Many of the therapy regimens used to treat RS have their origins in treating aggressive lymphomas.  Since the advent of Rituxan, many of these protocols have been changed to add our favorite monoclonal to the line up of other chemotherapy drugs.  At present, some of the combinations used to treat RS are

  • R-CHOP (Rituxan, cyclophosphamide, vincristine, doxorubicin, prednisone)
  • R-hyper CVAD (Rituxan, cyclophosphamide, vincristine, doxorubicin, dexamethasone)
  • OFAR(oxaliplatin, fludarabine, cytarabine and Rituxan)

OFAR is the latest and greatest, but even with this combination the median duration of response is only 10 months and 6 month survival rate is a disappointing 60%.  The good news is that younger and fitter patients can hope to go through a consolidation therapy with one of these combinations and follow it up with a mini-allo transplant.  The estimated cumulative survival at 3 years has been reported to be 75% for patients who received allogeneic SCT after getting a CR or at least PR from the prior consolidation therapy, while patients who responded to consolidation therapy but did not go on to get a SCT the 3 year survival was a bleak 27%.  Moral of the story, if you are unfortunate enough to be one of the RS cases, get thee to heavy duty consolidation therapy right away and back it up with a mini-allo transplant! 

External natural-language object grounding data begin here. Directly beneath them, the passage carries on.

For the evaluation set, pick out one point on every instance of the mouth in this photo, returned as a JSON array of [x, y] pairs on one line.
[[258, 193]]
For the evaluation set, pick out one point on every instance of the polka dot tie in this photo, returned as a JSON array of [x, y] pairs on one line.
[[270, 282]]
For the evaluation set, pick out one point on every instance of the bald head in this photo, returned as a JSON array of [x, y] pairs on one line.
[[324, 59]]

For patients who are not good candidates for mini-allo transplant, the authors suggest backing up consolidation therapy options listed above with newer drugs such as Bexxar, Zevalin (both of these are variants of Rituxan, anti-CD2o monoclonals, with the big difference that they carry a radioactive payload), Humax-CD20, Revlimid and flavopiridol.


There is still a lot that we do not understand about Richter’s syndrome.  Giles et al point out that the rate at which CLL patients transform to this much more deadly aggressive lymphoma has been increasing over time.  Just in the last decade or so, the incidence has increased from 1-2% to 10-12%.  This opens up a can of worms, does the increased rate of Richter’s transformation have anything to do with use of more aggressive chemotherapy drugs? Our favorite villain fludarabine is always good for another black mark in my book.

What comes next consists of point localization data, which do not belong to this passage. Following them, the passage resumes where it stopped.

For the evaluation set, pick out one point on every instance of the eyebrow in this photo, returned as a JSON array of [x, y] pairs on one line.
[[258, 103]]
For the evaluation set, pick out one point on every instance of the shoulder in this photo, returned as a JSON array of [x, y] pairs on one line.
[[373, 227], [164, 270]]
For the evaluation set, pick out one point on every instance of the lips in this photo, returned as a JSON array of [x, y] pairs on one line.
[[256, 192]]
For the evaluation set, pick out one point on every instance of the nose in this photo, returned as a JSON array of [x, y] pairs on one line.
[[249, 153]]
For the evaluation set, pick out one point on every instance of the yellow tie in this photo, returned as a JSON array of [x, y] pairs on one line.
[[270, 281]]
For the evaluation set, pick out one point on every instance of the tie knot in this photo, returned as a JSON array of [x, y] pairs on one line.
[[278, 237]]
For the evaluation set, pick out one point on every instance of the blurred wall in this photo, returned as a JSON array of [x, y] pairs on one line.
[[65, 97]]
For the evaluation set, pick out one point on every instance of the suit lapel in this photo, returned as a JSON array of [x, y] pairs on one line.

Giles et al discuss the possible role of EBV viral infection in Richter’s transformation and I suggest you read their actual article to get all the details.  While the role of EBV in RS is still an open question, this nasty virus has clearly been identified with the development of other lymphoid cancers such as Burkitt’s lymphoma and Hodgkin’s lymphoma.

While as many as 90% of our population have been exposed to EBV at some point in their lives, the percentage of that come down with full blown and clinically diagnosed mononucleosis is quite small.  A while back we did a straw poll on CLL Topics, asking our members to tell us if they have had mononucleosis as kids.  A surprisingly large percentage of our people have had full blown mono.  This is a potential lead that I hope will be followed up some day by researchers. 

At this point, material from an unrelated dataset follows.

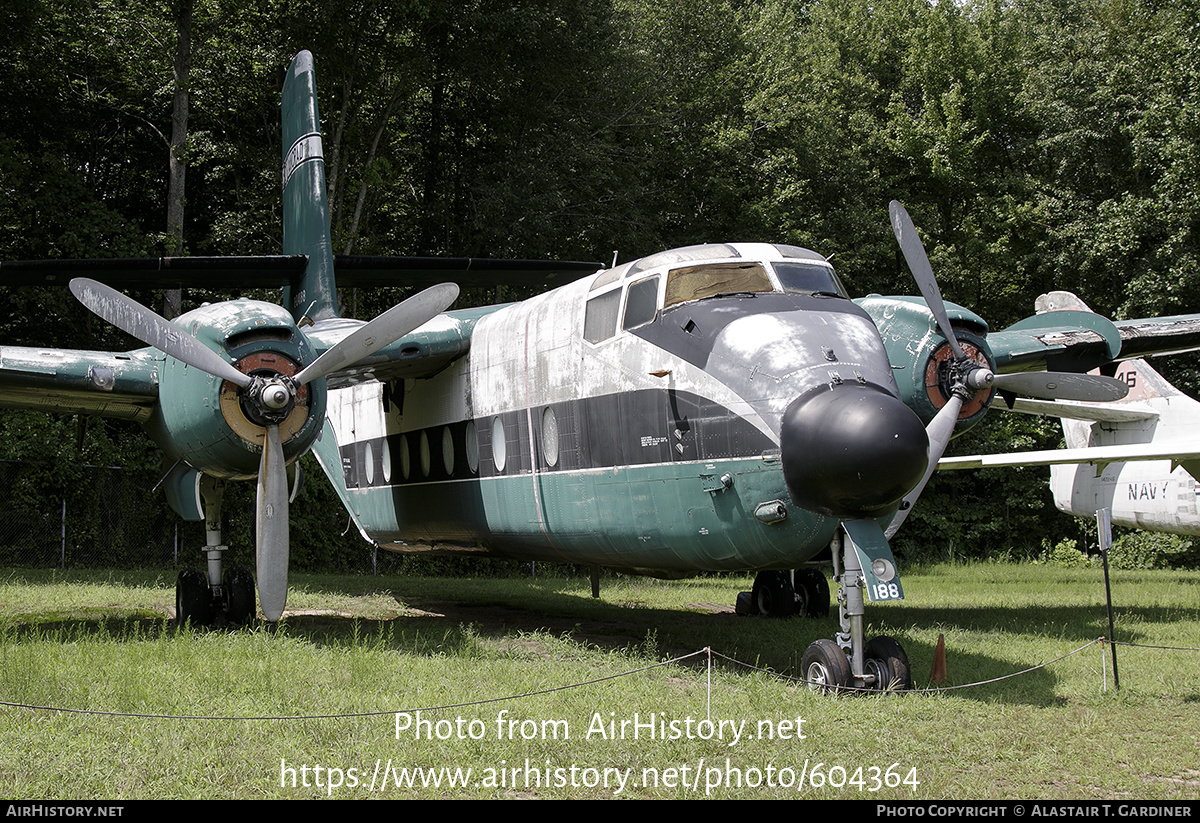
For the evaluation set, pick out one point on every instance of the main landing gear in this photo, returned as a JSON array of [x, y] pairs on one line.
[[847, 662], [802, 592], [202, 599]]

You and I can talk about this and other potential linkages until we are blue in the face, nothing will get done and we will get no respect.  My goal is to see if I can get a credible research outfit to work with our patient community by following up on leads such as this.  Your part of the bargain is that if and when I succeed, each and every one of you promises to spend the 15-20 minutes to participate in an on-line survey.  Agreed?  Who is going to help us if we don’t help our selves?